“Paul Valéry afirmó que un poema no se termina, se abandona, y de esto se hizo eco Octavio Paz. Creo lo contrario: el poema abandona al poeta en el desierto de su deseo no saciado.” — Juan Gelman, al recibir el premio Reina Sofía.
Este lento consumo de silencios parece, casi todo, un gemido sordo, entrecortado, maloliente, como trazo de gas pimienta en este aire que decimos –tú y yo– que respiro.
Día tras día, despepitar hasta que sólo quede eso: un rastro de semillas donde nada crece, ni siquiera la carne que alojaba esa esperanza en forma de goteras. Desvelo tras desvelo, una enorme pesadilla inatrapable que asfixia.

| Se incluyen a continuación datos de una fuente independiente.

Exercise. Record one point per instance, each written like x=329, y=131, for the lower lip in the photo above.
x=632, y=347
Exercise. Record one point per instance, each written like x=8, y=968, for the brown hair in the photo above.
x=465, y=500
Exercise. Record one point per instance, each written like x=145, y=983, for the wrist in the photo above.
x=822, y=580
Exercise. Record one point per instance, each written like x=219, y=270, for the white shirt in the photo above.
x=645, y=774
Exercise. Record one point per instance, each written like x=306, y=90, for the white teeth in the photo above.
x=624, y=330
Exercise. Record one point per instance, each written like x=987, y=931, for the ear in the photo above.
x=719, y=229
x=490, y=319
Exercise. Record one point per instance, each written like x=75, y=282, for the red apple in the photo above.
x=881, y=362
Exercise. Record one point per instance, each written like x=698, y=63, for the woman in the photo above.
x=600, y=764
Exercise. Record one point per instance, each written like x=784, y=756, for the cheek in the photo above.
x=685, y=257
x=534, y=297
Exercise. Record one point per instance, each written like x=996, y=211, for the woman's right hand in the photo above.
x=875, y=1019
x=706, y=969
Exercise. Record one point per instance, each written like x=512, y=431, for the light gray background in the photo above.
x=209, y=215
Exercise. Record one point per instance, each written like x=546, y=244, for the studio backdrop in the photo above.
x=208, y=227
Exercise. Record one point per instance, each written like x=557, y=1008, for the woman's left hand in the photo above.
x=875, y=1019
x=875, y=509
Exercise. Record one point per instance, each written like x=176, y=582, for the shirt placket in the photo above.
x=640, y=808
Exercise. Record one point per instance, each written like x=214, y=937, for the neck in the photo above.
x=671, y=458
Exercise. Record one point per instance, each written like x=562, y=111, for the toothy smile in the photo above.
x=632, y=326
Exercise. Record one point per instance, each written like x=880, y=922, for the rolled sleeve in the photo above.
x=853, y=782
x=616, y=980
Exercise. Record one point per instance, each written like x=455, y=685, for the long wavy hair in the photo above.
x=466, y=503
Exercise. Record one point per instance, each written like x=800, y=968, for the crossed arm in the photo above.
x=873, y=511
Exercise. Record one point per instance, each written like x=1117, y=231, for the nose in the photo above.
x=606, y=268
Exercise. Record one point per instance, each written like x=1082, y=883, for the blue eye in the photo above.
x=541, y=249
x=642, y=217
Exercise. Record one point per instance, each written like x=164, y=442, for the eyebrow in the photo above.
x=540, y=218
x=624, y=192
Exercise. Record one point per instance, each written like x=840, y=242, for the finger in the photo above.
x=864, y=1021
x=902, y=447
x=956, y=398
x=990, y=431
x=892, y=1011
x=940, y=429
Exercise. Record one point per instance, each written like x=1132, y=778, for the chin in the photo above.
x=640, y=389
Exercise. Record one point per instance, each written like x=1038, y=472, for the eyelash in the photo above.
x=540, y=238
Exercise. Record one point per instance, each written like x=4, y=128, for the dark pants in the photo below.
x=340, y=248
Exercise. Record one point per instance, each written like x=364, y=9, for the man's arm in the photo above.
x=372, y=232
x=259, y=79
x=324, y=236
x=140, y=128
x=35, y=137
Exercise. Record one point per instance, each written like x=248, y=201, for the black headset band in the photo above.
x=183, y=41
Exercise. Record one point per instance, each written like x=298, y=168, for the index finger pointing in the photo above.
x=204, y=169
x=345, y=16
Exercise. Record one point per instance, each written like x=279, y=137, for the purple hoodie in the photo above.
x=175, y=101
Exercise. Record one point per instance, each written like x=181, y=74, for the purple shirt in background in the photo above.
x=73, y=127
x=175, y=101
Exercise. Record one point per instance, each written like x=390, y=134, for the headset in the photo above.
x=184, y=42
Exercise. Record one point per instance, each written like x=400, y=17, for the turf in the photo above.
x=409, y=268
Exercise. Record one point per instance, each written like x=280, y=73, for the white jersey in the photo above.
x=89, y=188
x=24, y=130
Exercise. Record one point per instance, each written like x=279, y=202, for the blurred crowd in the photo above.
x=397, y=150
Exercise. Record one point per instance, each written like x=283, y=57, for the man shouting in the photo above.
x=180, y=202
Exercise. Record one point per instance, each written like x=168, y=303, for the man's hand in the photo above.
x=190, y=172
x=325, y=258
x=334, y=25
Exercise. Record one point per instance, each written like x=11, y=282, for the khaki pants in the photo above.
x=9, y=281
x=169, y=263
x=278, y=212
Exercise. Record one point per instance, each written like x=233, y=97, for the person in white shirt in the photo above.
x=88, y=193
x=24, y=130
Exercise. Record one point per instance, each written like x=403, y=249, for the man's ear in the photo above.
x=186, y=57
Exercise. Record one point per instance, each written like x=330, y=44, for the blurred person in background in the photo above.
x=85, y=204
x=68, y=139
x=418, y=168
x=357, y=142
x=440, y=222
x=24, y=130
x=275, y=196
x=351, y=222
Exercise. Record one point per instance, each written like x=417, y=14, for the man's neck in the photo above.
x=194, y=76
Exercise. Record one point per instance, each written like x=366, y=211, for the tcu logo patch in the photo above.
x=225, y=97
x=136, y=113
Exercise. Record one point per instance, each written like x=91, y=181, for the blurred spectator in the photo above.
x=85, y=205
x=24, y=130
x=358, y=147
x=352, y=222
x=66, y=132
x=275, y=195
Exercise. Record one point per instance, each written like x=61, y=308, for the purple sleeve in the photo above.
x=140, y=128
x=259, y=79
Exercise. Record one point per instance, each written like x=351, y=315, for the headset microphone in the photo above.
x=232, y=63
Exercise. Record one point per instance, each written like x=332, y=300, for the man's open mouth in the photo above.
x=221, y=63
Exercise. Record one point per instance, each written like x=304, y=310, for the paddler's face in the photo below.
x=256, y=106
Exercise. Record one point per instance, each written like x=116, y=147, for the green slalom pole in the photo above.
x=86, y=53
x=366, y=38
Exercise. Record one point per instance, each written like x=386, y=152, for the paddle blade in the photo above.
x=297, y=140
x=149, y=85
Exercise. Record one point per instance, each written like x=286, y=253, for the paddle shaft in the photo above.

Encuentro descanso en la confiable tinta negra (ya sabes que la azul puede ser peligrosa) y temo, creo que con razón, la visita de mi albacea, pues ahora sus afectos tienen un guardián implacable, y yo, apegado a la nostalgia y a los viejos usos, utensilios y costumbres, cada vez quedo más en desventaja.
Lo único que me mantiene cuerdo es el insomnio, cruelmente destruido por el sueño, disipado al poco rato (una hora más temprano) por la luz que inaugura la vigilia.
Ah, pero siempre llega la noche. No estoy loco; sólo escucho con un poco más de cuidado este nuevo silencio. Las voces nunca respetan mis deseos.
Los habitantes de la imaginación entran y salen en un torbellino de letras que nadie puede advertir.
Antes de que amanezca, el caos de mi cerebro persigue una palabra que le dé sentido al sacrificio, a la morbosa violación de una página blanca.